Eventual-Inc · jaychia · Dec 19, 2024 · Dec 19, 2024 · Dec 19, 2024 · Dec 19, 2024
diff --git a/daft/context.py b/daft/context.py
@@ -352,6 +352,7 @@ def set_execution_config(
     shuffle_algorithm: str | None = None,
     pre_shuffle_merge_threshold: int | None = None,
     enable_ray_tracing: bool | None = None,
+    scantask_splitting_level: int | None = None,
 ) -> DaftContext:
     """Globally sets various configuration parameters which control various aspects of Daft execution.
 
@@ -395,6 +396,7 @@ def set_execution_config(
         shuffle_algorithm: The shuffle algorithm to use. Defaults to "map_reduce". Other options are "pre_shuffle_merge".

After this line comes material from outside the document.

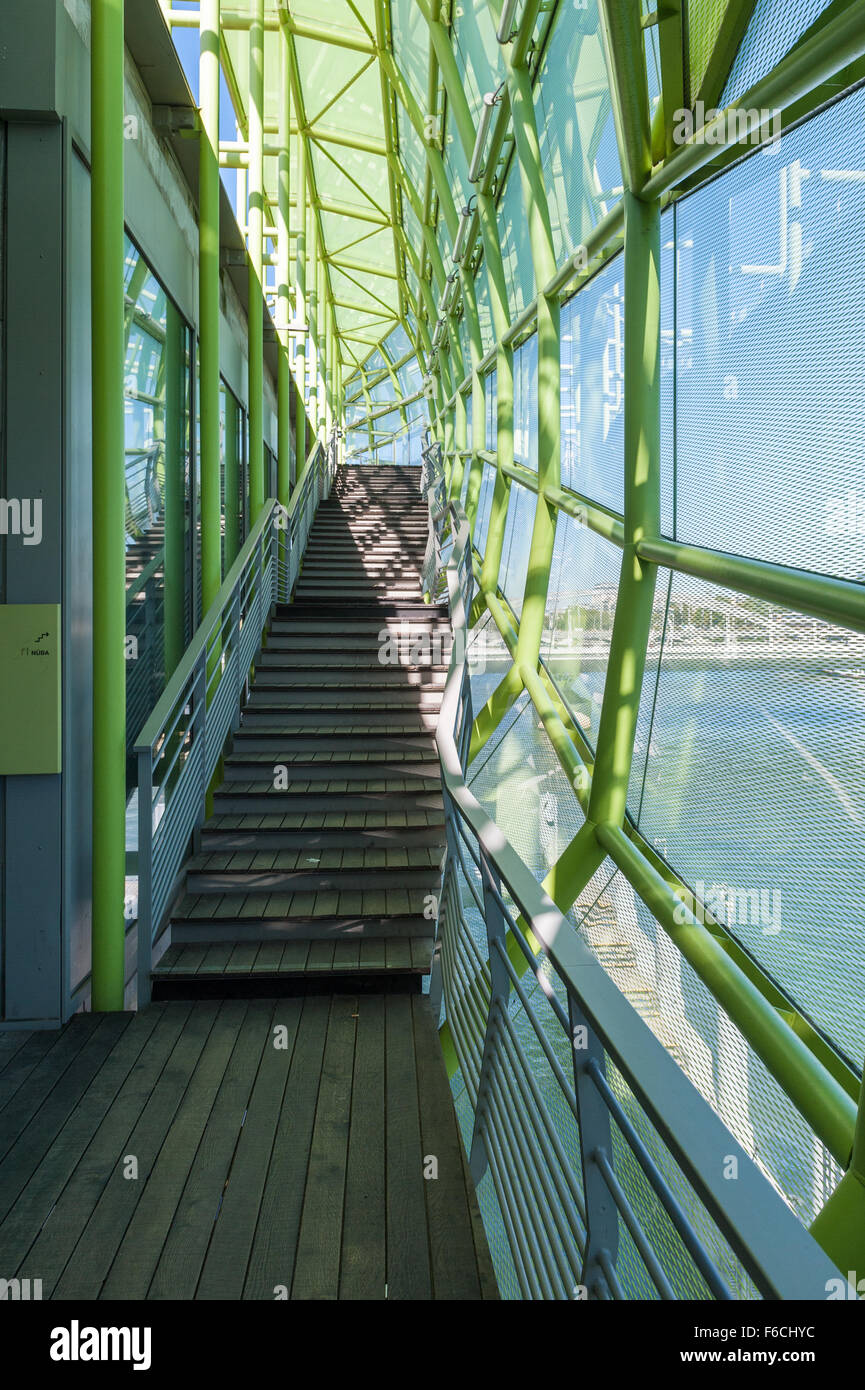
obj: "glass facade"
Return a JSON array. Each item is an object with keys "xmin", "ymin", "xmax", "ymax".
[{"xmin": 123, "ymin": 237, "xmax": 195, "ymax": 774}]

         pre_shuffle_merge_threshold: Memory threshold in bytes for pre-shuffle merge. Defaults to 1GB
         enable_ray_tracing: Enable tracing for Ray. Accessible in `/tmp/ray/session_latest/logs/daft` after the run completes. Defaults to False.

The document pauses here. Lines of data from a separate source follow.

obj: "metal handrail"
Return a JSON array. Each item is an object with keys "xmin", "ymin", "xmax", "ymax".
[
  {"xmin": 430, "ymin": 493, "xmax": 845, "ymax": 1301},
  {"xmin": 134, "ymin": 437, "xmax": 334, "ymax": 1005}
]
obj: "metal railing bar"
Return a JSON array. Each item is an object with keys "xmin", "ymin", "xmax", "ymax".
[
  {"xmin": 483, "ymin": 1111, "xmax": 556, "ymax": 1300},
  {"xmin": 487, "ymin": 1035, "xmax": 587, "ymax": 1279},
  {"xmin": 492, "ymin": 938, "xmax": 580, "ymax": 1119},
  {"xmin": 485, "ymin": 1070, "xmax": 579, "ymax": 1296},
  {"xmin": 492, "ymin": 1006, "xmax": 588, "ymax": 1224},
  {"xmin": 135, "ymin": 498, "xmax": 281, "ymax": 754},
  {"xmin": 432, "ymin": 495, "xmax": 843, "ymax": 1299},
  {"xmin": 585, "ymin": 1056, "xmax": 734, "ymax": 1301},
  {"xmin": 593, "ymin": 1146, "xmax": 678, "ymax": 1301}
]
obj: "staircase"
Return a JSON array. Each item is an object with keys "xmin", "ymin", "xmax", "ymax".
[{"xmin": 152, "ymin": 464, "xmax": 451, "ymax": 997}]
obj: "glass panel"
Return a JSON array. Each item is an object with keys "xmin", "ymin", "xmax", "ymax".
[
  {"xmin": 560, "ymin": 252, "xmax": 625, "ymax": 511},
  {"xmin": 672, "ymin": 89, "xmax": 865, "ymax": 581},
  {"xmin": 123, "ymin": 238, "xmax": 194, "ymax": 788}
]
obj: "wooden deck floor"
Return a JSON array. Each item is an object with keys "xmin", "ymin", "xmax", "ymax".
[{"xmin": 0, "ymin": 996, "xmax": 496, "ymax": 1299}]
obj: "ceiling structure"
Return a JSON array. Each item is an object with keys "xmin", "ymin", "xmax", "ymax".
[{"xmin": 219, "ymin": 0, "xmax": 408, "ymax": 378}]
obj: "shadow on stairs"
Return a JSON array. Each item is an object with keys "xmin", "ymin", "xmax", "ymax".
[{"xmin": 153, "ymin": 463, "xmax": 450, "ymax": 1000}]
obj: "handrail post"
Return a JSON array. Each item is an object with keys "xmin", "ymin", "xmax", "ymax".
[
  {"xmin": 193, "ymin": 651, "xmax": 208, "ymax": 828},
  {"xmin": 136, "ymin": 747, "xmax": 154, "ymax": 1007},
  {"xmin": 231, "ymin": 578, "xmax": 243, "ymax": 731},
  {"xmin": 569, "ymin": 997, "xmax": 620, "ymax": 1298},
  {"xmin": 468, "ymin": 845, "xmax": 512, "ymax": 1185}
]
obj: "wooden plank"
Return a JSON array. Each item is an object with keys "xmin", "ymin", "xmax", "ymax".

+        scantask_splitting_level: How aggressively to split scan tasks. Setting this to `2` will use a more aggressive ScanTask splitting algorithm which might be more expensive to run but results in more even splits of partitions. Defaults to 1.
     """
     # Replace values in the DaftExecutionConfig with user-specified overrides
     ctx = get_context()
@@ -425,6 +427,7 @@ def set_execution_config(
             shuffle_algorithm=shuffle_algorithm,
             pre_shuffle_merge_threshold=pre_shuffle_merge_threshold,
             enable_ray_tracing=enable_ray_tracing,
+            scantask_splitting_level=scantask_splitting_level,
         )
 
         ctx._daft_execution_config = new_daft_execution_config

diff --git a/daft/daft/__init__.pyi b/daft/daft/__init__.pyi
@@ -1716,6 +1716,7 @@ class PyDaftExecutionConfig:
         enable_ray_tracing: bool | None = None,
         shuffle_algorithm: str | None = None,
         pre_shuffle_merge_threshold: int | None = None,
+        scantask_splitting_level: int | None = None,
     ) -> PyDaftExecutionConfig: ...
     @property
     def scan_tasks_min_size_bytes(self) -> int: ...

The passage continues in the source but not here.